While this is certainly a good thing for consumers, the technological feat is more like improvements of the existing digital camera technology: they don't change your perception about cameras, nor changing the way you take or think about pictures.
The next technological feats, are creating cameras that can see the unseen.
Like seeing what lies around the corner, seeing through walls, and even imaging deep inside the human body and brain, all without involving electromagnetic radiation or technologies that are typically used only for experiments in particle physics.
Usually, cameras can capture lights that travel through the air. But by understanding how light can also be reflected and travel around different substances, you can also create cameras capable of taking photos of something that is well hidden from our very eyes.
The techniques involve how computers combine images with models to explain how light travels through different medium.
This additional layer of computational processing magically frees us from the chains of conventional imaging techniques. With this technology, you may not even need cameras at all. Instead, you will be using light detectors that once were considered unique to imaging only.
As a result, cameras can accomplish incredible things: like seeing through walls, knowing what lies behind a fog and what lies deep inside the human body.
Two examples that use this technology:
- Single-Pixel Cameras: Typical cameras use a lot of pixels to capture a scene that is usually illuminated by one light source. Using the single-pixel camera technology, you can generate images using the other way around: capturing information from many light sources using one pixel.

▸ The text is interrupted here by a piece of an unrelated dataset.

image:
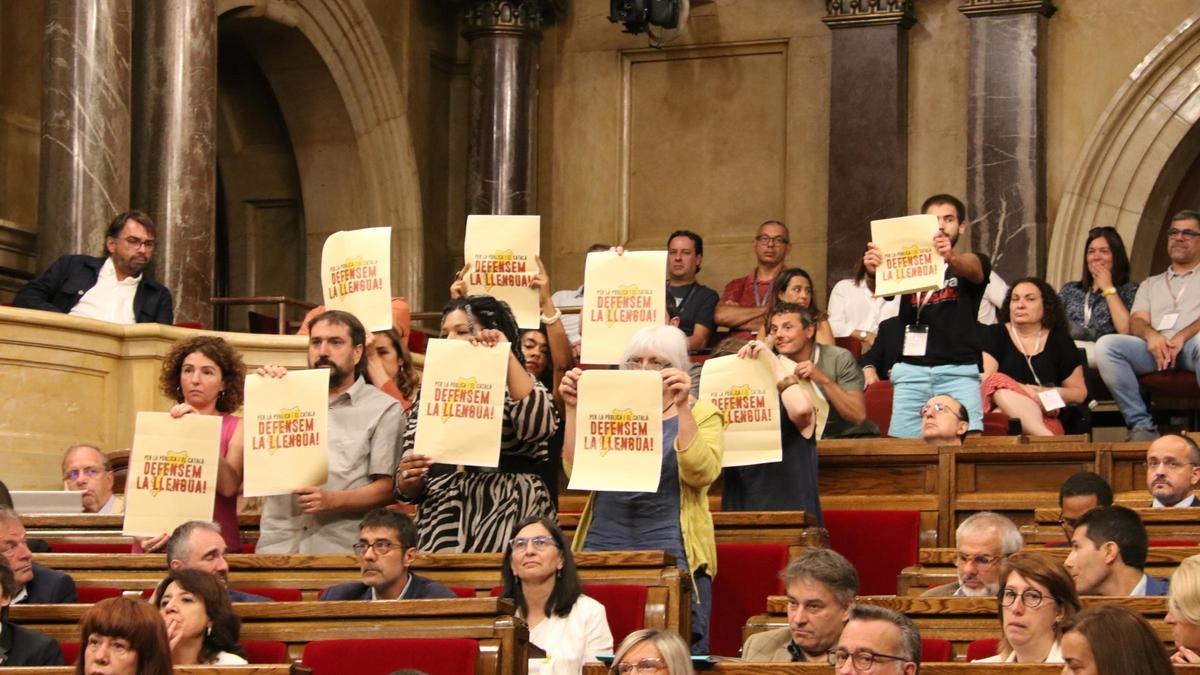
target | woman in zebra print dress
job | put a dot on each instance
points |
(475, 509)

A simple data projector illuminates the scene on one spot at a time, or with a series of different patterns. For each illumination spot or pattern, the reflected light can be put together to create one final image.

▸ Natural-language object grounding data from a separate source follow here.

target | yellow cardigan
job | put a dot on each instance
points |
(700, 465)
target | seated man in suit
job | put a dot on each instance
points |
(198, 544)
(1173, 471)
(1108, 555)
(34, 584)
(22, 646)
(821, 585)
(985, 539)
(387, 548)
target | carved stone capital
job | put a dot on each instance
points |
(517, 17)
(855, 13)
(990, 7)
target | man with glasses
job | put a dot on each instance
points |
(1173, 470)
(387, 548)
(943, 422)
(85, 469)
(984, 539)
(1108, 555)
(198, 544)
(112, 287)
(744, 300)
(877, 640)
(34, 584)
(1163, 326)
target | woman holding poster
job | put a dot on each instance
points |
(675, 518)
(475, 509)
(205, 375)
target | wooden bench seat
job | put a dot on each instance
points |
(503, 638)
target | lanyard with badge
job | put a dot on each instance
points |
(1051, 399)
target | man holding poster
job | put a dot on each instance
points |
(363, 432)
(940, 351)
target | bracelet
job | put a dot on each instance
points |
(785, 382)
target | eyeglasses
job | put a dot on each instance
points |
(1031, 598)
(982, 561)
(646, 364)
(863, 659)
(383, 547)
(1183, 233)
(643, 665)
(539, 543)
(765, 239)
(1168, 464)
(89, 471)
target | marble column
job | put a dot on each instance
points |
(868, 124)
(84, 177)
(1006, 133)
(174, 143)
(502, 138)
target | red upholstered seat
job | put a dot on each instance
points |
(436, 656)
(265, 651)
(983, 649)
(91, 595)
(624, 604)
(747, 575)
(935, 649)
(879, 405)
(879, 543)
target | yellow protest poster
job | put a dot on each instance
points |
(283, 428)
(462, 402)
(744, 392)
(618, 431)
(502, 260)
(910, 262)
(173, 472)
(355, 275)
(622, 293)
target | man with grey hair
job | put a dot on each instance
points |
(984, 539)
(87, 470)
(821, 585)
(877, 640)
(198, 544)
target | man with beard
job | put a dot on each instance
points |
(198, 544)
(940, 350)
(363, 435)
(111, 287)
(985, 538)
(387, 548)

- Multi-Sensor Imaging: Acquiring lots of information using different detectors pointed at the same scene.
The technology is capable in producing pictures that are made from combinations of many different images taken at different wavelengths. Those images can then be refocused using algorithms after the image has been taken.
Some of these technologies and their applications require through research and time to fully develop. Because they go where no typical cameras have gone before, they rely on our underlying knowledge of physics, as well as the combination of new technology and computer advancements.